Oil Prices Edge Higher Amidst Summer Driving Optimism, Geopolitical Concerns

Oil prices continued their upward trend on Monday, buoyed by expectations of increased demand during the summer driving season, particularly in the crucial U.S. market.

As of 08:25 ET, Brent oil futures rose 0.5% to $84.78 a barrel, while West Texas Intermediate crude futures climbed 0.5% to $81.12 a barrel. This marks the second consecutive week of gains for both benchmarks, which rose around 3% last week.

The recent price surge is attributed to a combination of factors, including positive demand signals from the U.S. and escalating geopolitical tensions in the Middle East and Ukraine. Unexpected draws in U.S. oil inventories and improved gasoline demand have painted a brighter picture for crude, while the growing risk of an all-out war between Israel and Hezbollah and continued clashes between Russia and Ukraine have raised concerns about supply disruptions.

Analysts at ING expressed their support for the oil market, predicting a deficit over the third quarter that will tighten the oil balance. They also noted a growing bullish sentiment among speculators as the summer season approaches.
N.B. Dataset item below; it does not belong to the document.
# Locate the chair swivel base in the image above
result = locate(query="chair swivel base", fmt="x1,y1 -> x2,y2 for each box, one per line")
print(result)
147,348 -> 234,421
Further supporting the price increase is a decline in the number of operating oil rigs in the U.S., which fell to its lowest level since January 2022. This reduction in drilling activity could potentially limit future supply.

However, the gains have been somewhat tempered by the strength of the U.S. dollar, which is near a two-month high against a basket of currencies. A strong dollar makes crude more expensive for foreign buyers, potentially dampening international demand. The dollar’s strength is also attributed to stronger-than-expected purchasing managers index data, which suggests a robust U.S. economy.

The focus this week will be on the PCE price index, the Federal Reserve’s preferred inflation gauge. The reading, expected on Friday, is anticipated to show inflation remaining well above the Fed’s 2% annual target, potentially giving the central bank more leeway to maintain high interest rates.

Overall, the oil market remains dynamic, influenced by a complex interplay of demand expectations, geopolitical events, and macroeconomic factors. As the summer driving season progresses and global events unfold, oil prices are likely to remain volatile, with investors closely monitoring developments for further cues.